B-CNN: Bilinear CNNs for fine-grained visual recognition

Created by Tsung-Yu Lin, Aruni RoyChowdhury and Subhransu Maji at UMass Amherst

Introduction

This repository contains the code for reproducing the results in ICCV 2015 paper:

@inproceedings{lin2015bilinear,
    Author = {Tsung-Yu Lin, Aruni RoyChowdhury, and Subhransu Maji},
    Title = {Bilinear CNNs for Fine-grained Visual Recognition},
    Booktitle = {International Conference on Computer Vision (ICCV)},
    Year = {2015}
}

The code is tested on Ubuntu 14.04 using NVIDIA K40 GPU and MATLAB R2014b.

Link to the project page.

Fine-grained classification results

Method	Birds	Birds + box	Aircrafts	Cars
B-CNN [M,M]	78.1%	80.4%	77.9%	86.5%
B-CNN [D,M]	84.1%	85.1%	83.9%	91.3%
B-CNN [D,D]	84.0%	84.8%	84.1%	90.6%

Dataset details:
- Birds: CUB-200-2011 dataset.

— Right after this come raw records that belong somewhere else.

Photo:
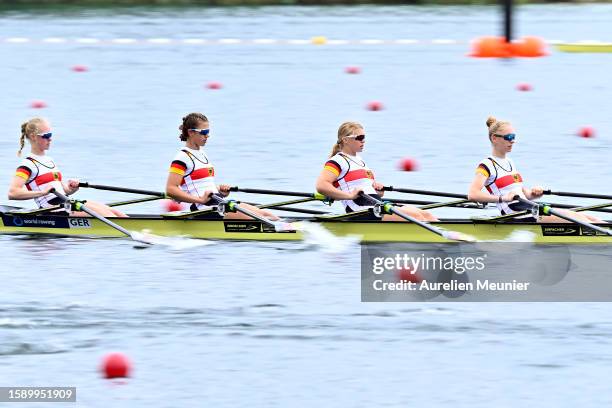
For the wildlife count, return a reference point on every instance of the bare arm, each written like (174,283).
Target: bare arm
(173,190)
(325,186)
(17,190)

Birds + box uses bounding-boxes at training and test time.
- Aircrafts: FGVC aircraft dataset
- Cars: Stanford cars dataset
These results are with domain specific fine-tuning. For more details see the updated B-CNN tech report.
The pre-trained models are available (see below).

Installation

This code depends on VLFEAT and MatConvNet. Follow instructions on their project pages to install them first. Our code is built on MatConvNet version 1.0-beta8. To retrieve a particular version of MatConvNet using git type:

>> git fetch --tags
>> git checkout tags/v1.0-beta8

Once these are installed edit the setup.m to run the corresponding setup scripts.

The code implements the bilinear combination layer in symmetic and assymetic CNNs and contains scripts to fine-tune models and run experiments on several fine-grained recognition datasets. We also provide pre-trained models.

Pre-trained models

ImageNet LSVRC 2012 pre-trained models: Since we don't support the latest MatConvNet implementation, the pre-trained models download from MatConvNet page don't work properly here. We provide the links to download vgg-m and vgg-verydeep-16 in old format.

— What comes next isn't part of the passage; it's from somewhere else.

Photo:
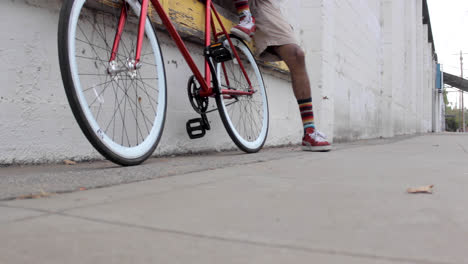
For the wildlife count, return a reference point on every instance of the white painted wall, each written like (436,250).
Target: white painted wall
(369,62)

Fine-tuned models: We provide three B-CNN fine-trained models ([M,M], [D,M], and [D,D]) and SVM models trained on respective bcnn features for each of CUB-200-2011, FGVC Aircraft and Cars dataset. Note that for [M,M] and [D,D], we run the symmetric model, where you can simply use the same network for both two streams. These can be downloaded individually here.

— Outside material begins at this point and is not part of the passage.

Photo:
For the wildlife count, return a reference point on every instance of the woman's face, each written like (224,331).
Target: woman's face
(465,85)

You can also download all the model files as a tar.gz here.

Fine-grained datasets

To run experiments download the datasets from various places and edit the model_setup.m file to point it to the location of each dataset. For instance, you can point to the birds dataset directory by setting opts.cubDir = 'data/cub'.

Classification demo

The script bird_demo takes an image and runs our pre-trained fine-grained bird classifier to predict the top five species and shows some examples images of the class with the highest score. If you haven't already done so, download our pre-trained B-CNN [D,M] and SVM models for this demo and locate them in data/models. In addition, download the CUB-200-2011 dataset to data/cub as well. You can follow our default setting or edit opts in the script to point it to the models and dataset. If you have GPU installed on your machine, set opts.useGpu=true to speedup the computation. You should see the following output when you run bird_demo():

>> bird_demo();
0.09s to load imdb.
1.63s to load models into memory.
Top 5 prediction for test_image.jpg:
064.Ring_billed_Gull
059.California_Gull
147.Least_Tern
062.Herring_Gull
060.Glaucous_winged_Gull
3.80s to make predictions [GPU=0]

To run it on your own images run bird_demo('imgPath', 'favorite-bird.jpg');. Classification roughlly takes 4s per image on my laptop on a CPU. On an NVIDIA K40 GPU with bigger batch sizes you should roughly get a throughput of 8 images/second with the B-CNN [D,M] model.

Fine-tuning B-CNN models

See run_experiments_bcnn_train.m for fine-tuning a B-CNN model. Note that this code caches all the intermediate results during fine-tuning which takes about 200GB disk space.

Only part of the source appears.